Efdemin's album is distinct from other recent dial releases most notably in it's choice of vocal samples. But this album also differs in that its much colder and more sparse than any other Dial LPs I've come across.
Efdemin opens his album with a recording of a conversation in 'Some Kind of Up and Down, Yes'. The track is striking in the way it highlights every 'umm' spoken, and its repetition of single words ('Yes'), giving the conversation a strange and awkward flow. No doubt this is deliberate, and it certainly grabs your attention.
The next three tracks take you into a world of peculiar and slightly gloomy soundscapes, all minimal and subtle with strong percussive elements. As we reach the middle of the album, the album's title track 'Decay' introduces itself with an uncomfortably high pitch bleep, that runs throughout the track, and for this reason alone is my least favourite offering on the album. 'Track 93' & 'Ohara' are the other tracks for me that were more alienating than engaging; in both cases because of the choice of vocal samples.

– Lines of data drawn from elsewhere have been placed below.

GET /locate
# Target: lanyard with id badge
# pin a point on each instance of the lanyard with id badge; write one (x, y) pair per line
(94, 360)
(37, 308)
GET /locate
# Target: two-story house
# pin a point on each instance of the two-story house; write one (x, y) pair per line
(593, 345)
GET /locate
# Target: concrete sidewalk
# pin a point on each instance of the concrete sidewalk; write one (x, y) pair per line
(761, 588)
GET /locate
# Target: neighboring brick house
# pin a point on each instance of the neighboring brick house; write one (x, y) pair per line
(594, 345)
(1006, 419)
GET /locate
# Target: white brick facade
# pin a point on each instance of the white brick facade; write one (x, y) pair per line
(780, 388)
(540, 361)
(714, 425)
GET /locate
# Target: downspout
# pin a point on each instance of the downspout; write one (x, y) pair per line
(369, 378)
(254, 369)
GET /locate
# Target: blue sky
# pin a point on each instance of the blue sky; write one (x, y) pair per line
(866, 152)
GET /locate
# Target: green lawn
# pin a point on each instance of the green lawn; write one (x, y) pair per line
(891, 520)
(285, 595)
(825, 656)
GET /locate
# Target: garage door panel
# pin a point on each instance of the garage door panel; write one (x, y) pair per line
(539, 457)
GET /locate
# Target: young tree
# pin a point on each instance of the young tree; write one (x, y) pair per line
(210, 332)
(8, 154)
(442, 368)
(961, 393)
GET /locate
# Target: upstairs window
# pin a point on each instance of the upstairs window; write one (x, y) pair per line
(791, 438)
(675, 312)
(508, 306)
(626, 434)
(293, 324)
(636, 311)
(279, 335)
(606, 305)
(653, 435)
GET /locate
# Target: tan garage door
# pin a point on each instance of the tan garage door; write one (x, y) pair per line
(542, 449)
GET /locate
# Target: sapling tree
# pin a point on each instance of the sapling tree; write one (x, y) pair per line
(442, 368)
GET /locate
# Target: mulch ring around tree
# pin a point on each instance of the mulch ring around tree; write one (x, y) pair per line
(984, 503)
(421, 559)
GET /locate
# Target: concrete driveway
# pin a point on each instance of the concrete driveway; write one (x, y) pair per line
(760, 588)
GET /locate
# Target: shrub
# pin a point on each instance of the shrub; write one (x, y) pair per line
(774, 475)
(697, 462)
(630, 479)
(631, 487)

Efdemin's best offerings are the minimal thumper 'Transducer', the Dozzy-esque 'Paralaxis', & best of all, the deep & atmospheric 'Subatomic'. These three offerings make the album worth the venture, each with that perfect blend of melody, mood and subtlety.
Perhaps it's because I was so impressed by what the rest of the Dial gang have offered live that it's taken me a lot of listens to appreciate Decay. This album is no 'Glass Eights' or 'Black Noise', but whilst I doubt it'll be many people's favourite Dial release, its still very much worth delving into.